Germany head to San Siro on Friday hoping to bring an end to their dismal recent record against Italy.
The Germans – who will be managed by Joachim Low for the 100th time – last tasted victory in this fixture back in 1995 and have since gone on to draw two and lose four of the subsequent six fixtures, only one of which was played in Italy.
Furthermore, Germany have never beaten Italy at a major tournament, and continued that trend at Euro 2012, when the Azzurri recorded a 2-1 semi-final victory.
Italy were also responsible for Germany’s last-four exit from the 2006 FIFA World Cup – winning 2-0 after extra time before going on to lift the trophy.
The statistics are made all the more remarkable by the fact that Germany currently sit second in the world rankings – six places above their opponents this week.
But centurion Low – who has led Germany to the final of Euro 2008 as well as the last four of the 2010 World Cup and Euro 2012 – hopes facing his country’s bogey team will prove to be the perfect preparation for the 2014 World Cup, a tournament both teams reached by winning their qualifying groups.
“Italy are tactically world class, and the national team still plays at a high level,” he said. “The Italians are characterised by their cleverness and efficiency.
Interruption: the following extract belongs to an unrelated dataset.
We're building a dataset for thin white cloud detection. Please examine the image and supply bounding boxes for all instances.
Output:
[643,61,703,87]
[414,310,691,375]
“To play against this team was our desire, because we can only evolve if we face strong opponents.”
Italy coach Cesare Prandelli, meanwhile, believes his side’s friendlies against Germany and Nigeria next week can help narrow down his squad for next year’s tournament.
“There are places available,” he said. “Many players are motivated, they want to prove that they can be a part of such a group. I have in my mind 35 players so nothing is definite.
“I have a precise idea of what type of football I want the team to play.
“Seeing as I am not able to work with the team a lot on the pitch, I’ve had to use official games to understand this. During the games, there will be various interpretations but our reference module will be that of four midfielders.”